This torch model has only two ops: ReflectionPad3d and squeeze
Firstly, I try to export the torch model to onnx model.
Then I get the below.
Onnx does its unique operation on the model.
We can find that this is a dynamic graph which contains if branch structure because of the squeeze operator.
ONNX thinks this model is valid.
However, When I used relay to convert the model, I met shape mismatch error. The correct shape should be Tensor[(13, 1, 1, 1), float32] but TVM got Tensor[(13, 13, 1, 1), float32].

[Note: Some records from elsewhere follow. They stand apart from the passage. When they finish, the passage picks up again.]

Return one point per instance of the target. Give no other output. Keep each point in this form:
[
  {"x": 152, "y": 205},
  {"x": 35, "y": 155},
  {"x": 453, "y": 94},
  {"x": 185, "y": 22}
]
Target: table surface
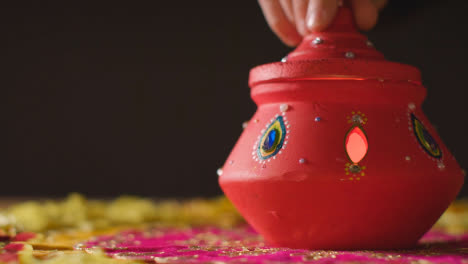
[{"x": 197, "y": 231}]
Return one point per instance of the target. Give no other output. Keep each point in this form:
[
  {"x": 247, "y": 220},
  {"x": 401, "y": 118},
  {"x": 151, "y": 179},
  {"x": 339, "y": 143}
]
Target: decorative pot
[{"x": 339, "y": 154}]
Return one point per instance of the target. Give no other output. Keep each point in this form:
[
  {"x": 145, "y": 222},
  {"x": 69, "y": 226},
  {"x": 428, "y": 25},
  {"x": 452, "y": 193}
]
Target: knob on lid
[{"x": 339, "y": 52}]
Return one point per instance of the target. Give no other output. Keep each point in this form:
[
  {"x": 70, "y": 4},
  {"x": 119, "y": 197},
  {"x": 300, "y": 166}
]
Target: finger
[
  {"x": 300, "y": 11},
  {"x": 288, "y": 9},
  {"x": 379, "y": 4},
  {"x": 365, "y": 14},
  {"x": 320, "y": 14},
  {"x": 279, "y": 23}
]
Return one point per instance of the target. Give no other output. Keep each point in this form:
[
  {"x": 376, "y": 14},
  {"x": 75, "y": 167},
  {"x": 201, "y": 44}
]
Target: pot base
[{"x": 326, "y": 214}]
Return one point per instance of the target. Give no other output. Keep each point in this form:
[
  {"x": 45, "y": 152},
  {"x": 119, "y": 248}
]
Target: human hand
[{"x": 291, "y": 20}]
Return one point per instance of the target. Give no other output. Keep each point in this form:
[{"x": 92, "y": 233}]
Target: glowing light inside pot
[{"x": 356, "y": 144}]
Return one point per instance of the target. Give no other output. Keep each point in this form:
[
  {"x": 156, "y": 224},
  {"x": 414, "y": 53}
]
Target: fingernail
[{"x": 311, "y": 19}]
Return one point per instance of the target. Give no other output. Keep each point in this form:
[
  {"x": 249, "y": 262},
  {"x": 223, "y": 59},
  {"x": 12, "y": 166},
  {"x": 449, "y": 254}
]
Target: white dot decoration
[{"x": 284, "y": 107}]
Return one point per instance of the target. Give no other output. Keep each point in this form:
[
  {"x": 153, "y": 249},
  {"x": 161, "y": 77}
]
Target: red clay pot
[{"x": 339, "y": 154}]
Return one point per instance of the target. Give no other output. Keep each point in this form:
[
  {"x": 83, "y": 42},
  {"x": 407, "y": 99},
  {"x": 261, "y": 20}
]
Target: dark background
[{"x": 148, "y": 97}]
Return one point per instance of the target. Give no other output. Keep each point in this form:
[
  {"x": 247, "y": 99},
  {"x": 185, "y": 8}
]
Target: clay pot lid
[{"x": 340, "y": 52}]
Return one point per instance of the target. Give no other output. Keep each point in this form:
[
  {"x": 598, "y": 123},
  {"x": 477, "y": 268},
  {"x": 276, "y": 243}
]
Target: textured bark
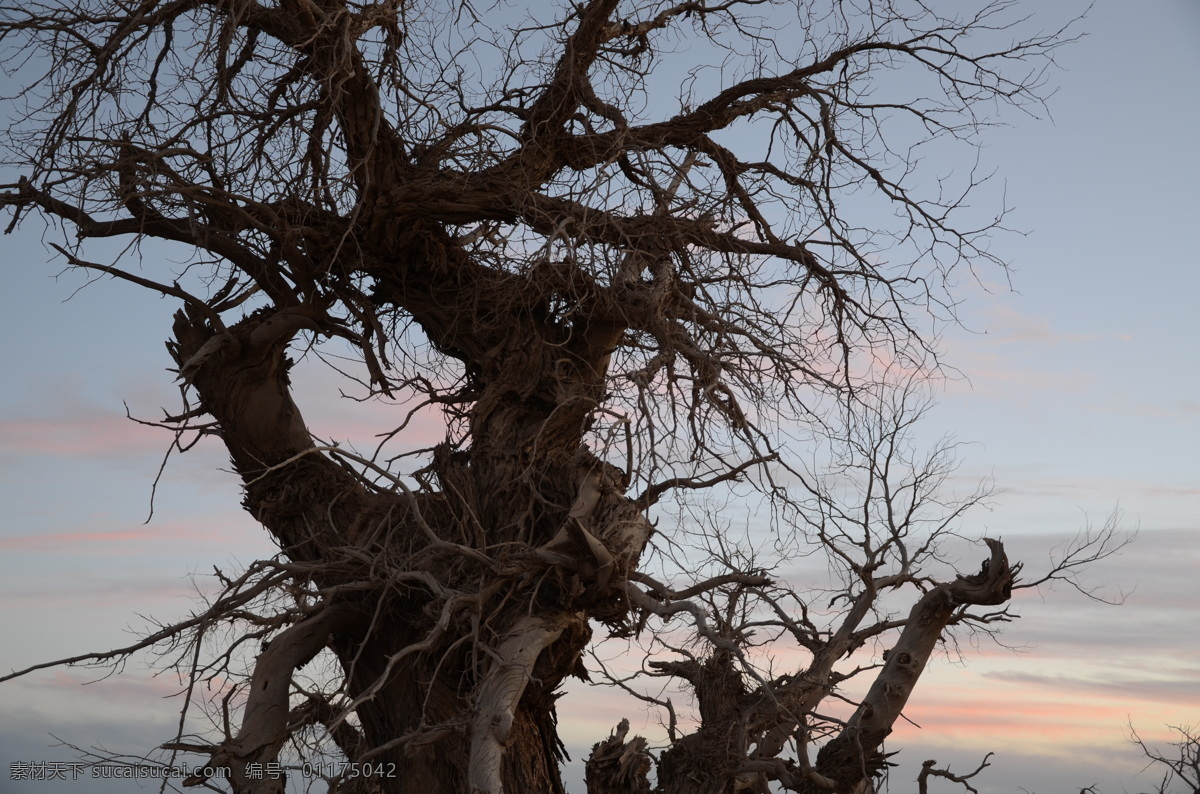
[
  {"x": 853, "y": 757},
  {"x": 551, "y": 257},
  {"x": 313, "y": 506}
]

(I think maybe) TVM has some bugs in the DynamicToStatic :(
Code
import onnx
import torch
import torch.nn as nn
import torch.onnx
from tvm import relay, relax
def get_onnx_shape(onnx_model):
input_shapes = {}
for input in onnx_model.graph.input:
shape = []
for dim in input.type.tensor_type.shape.dim:
if dim.dim_value > 0:
shape.append(dim.dim_value)
else:
shape.append(1)
input_shapes[input.name] = shape
return input_shapes
class Model(nn.Module):
def __init__(self):
super(Model, self).__init__()
self.pad = nn.ReflectionPad3d((0, 0, -43, 0, 0, -46))
def forward(self, x):
x = self.pad(x)
x = torch.squeeze(x, dim=1)
return x
model = Model()
input_tensor = torch.randn(13, 47, 44, 1)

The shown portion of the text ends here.